What’s going wrong? We should worry that so few politicians in the UK and other democracies are willing or able to articulate a defence of the best method yet devised for allocating scarce resources — free markets and consumer choices. Not to mention the best method yet devised for protecting the losers from that process — cash transfers to the poorest and most vulnerable. Instead they want to reach for approaches that already we know don’t work. Some mainstream politicians may be reluctant to argue for market mechanisms because they don’t believe in them.
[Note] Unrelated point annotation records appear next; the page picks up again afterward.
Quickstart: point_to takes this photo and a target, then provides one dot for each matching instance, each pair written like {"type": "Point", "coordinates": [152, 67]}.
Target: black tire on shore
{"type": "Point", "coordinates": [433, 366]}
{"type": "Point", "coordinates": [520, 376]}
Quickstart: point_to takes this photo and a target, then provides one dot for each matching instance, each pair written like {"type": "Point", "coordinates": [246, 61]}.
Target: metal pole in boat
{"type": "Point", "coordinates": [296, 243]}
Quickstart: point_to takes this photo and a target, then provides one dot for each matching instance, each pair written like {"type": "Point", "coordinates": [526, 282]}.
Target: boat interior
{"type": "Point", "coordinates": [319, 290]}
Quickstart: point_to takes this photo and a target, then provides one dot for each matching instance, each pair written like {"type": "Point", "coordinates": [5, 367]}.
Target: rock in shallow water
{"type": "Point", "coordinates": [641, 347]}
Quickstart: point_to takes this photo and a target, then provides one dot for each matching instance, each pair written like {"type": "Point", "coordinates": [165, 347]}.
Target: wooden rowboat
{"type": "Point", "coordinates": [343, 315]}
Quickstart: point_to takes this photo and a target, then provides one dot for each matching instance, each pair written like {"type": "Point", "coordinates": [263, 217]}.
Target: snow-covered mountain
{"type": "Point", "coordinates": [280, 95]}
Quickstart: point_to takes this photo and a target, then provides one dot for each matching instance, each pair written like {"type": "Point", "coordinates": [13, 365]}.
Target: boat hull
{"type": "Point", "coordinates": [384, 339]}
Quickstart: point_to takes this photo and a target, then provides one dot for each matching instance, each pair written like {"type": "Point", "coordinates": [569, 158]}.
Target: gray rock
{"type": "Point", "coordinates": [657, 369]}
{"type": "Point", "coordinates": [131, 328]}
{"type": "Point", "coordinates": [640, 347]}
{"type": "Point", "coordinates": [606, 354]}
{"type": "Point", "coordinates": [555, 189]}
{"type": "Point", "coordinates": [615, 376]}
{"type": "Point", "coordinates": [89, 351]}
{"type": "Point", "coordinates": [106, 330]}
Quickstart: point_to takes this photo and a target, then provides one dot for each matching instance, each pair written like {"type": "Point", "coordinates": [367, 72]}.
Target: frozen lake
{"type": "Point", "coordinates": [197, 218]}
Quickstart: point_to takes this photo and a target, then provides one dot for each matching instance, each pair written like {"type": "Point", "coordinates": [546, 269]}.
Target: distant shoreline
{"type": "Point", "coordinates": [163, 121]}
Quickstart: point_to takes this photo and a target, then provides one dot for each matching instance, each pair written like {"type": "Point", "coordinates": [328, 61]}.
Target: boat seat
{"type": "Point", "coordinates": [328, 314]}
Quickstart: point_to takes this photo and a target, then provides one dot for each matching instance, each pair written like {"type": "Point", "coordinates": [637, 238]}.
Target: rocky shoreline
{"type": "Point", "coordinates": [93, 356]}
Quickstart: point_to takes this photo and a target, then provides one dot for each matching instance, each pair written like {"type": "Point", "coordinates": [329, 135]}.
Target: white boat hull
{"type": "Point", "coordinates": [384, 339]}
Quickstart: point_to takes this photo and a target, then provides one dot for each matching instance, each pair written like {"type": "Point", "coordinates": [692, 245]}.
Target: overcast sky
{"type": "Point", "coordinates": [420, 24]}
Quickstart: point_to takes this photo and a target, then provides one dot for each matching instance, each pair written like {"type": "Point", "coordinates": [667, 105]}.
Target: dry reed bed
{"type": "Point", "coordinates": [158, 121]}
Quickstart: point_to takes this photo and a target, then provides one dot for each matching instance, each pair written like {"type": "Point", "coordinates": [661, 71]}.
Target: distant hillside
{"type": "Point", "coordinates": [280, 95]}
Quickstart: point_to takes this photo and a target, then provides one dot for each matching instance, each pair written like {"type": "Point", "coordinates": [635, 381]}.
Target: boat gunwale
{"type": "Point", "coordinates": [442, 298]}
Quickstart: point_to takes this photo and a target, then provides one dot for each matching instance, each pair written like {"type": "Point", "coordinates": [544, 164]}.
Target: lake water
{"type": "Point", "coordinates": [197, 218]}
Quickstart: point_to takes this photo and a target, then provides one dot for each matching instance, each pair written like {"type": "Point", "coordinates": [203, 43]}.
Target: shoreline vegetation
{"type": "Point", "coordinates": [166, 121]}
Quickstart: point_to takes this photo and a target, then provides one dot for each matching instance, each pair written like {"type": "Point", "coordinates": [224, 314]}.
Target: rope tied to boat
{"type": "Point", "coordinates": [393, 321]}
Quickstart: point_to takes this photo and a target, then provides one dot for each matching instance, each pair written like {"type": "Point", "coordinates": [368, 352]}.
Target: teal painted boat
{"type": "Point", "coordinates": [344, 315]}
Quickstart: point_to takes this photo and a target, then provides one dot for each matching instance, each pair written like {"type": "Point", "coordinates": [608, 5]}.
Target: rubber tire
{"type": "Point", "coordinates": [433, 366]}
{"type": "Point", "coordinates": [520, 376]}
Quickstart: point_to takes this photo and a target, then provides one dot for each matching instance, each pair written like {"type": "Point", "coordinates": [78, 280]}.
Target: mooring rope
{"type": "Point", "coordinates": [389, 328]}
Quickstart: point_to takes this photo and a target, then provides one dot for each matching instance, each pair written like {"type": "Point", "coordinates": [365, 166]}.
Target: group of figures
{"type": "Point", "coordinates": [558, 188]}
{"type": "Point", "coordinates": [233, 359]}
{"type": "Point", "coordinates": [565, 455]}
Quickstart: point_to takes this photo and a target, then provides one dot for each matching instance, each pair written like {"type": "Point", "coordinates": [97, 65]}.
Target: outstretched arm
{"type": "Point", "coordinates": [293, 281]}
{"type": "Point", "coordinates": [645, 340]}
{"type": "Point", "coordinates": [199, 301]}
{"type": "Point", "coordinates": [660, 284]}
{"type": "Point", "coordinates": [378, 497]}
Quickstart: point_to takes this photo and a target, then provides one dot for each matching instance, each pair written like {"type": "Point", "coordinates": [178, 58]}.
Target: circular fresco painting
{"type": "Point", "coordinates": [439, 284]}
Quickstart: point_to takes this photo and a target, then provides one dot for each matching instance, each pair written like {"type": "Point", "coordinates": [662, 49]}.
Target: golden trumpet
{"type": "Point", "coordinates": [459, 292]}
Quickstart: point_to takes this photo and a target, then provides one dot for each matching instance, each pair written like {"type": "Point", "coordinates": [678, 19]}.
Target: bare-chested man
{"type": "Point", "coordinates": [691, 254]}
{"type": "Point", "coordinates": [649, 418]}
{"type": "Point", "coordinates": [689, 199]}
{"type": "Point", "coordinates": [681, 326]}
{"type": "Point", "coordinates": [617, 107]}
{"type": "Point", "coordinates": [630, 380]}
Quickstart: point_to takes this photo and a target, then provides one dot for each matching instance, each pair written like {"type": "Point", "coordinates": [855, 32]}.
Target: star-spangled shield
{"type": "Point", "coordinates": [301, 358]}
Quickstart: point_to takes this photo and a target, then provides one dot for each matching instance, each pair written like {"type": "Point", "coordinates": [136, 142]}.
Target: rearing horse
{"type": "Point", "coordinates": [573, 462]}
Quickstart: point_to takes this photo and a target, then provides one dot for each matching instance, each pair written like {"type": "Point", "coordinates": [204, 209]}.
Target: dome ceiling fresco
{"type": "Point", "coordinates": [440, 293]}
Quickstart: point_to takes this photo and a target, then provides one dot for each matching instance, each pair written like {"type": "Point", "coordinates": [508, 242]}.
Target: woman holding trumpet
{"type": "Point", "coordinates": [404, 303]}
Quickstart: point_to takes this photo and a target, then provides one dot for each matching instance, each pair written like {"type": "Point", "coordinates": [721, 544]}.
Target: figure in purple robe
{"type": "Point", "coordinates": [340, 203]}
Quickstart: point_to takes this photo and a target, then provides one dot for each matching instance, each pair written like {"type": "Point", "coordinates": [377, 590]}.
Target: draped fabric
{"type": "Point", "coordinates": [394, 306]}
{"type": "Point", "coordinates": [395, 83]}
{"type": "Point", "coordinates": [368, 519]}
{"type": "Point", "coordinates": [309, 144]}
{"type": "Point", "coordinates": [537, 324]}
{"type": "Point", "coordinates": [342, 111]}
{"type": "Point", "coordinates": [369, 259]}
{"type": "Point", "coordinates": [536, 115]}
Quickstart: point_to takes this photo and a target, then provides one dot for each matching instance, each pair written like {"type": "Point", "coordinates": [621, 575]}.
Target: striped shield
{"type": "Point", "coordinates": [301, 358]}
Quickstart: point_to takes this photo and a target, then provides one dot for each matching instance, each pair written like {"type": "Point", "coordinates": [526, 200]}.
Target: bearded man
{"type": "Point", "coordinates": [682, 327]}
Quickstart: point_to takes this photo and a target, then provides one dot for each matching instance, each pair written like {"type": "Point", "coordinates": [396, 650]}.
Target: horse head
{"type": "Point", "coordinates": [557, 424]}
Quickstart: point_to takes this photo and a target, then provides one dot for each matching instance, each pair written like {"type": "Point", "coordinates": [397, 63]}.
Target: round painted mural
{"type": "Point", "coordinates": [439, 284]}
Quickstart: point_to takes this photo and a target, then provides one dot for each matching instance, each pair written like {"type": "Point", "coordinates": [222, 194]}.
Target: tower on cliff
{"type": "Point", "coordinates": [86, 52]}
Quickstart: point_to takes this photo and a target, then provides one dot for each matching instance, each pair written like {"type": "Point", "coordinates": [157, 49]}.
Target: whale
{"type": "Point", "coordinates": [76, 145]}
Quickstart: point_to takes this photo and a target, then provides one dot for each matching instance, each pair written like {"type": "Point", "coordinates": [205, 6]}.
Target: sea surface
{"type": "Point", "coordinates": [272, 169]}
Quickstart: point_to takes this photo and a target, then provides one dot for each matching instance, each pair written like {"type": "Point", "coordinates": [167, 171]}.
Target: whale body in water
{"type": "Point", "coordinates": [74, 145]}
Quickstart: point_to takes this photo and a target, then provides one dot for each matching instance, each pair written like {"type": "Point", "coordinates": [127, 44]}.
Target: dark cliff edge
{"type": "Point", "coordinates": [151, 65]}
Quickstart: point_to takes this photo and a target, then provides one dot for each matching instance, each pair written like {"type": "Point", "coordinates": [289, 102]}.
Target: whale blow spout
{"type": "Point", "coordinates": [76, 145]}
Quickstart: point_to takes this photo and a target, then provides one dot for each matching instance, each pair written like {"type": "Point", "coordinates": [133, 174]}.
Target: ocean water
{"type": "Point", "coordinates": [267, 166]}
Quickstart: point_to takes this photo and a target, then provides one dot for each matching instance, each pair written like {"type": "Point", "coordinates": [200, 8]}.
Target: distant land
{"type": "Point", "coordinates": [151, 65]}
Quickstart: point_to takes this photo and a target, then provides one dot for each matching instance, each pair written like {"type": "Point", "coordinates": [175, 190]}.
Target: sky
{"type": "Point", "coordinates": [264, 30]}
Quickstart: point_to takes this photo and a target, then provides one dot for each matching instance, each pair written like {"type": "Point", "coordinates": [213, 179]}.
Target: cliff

But the other reason, more insidious and more dangerous because it is more widespread, is that arguing for market mechanisms to respond to the energy crisis is harder if you don’t have the fiscal firepower, the political capital or both to compensate the most vulnerable losers.
When market mechanisms mean that I have to put on a jumper or change my leisure plans, that is one thing. When they mean someone else has to experience real hardship, that is much harder to defend. If you can compensate the hard hit through cash transfers, you are better placed to tell me to suck it up and buy a cardigan.
But rejecting market mechanisms makes it harder to afford cash transfers: the alternative, spending money to blunt the market mechanism through capping costs to consumers, results in less efficient and dynamic economies, means less tax revenue, which means less money for cash transfers, which makes it politically harder to argue for free markets. The result is a vicious cycle of bad economics meaning less generous social policies.
The mess so many politicians are making for themselves over the energy crisis echoes a broader one across a whole set of subjects: much of the Labour government’s malaise is a spiral of bad economics leading to bad social policies leading to worse economics. The inability to talk plainly and respond sensibly to the energy crisis is a big problem on its own terms. As a symptom of a crisis where our economies are not strong enough to afford to compensate the losers and as a result states are less and less able to let markets do their thing, it is even more alarming.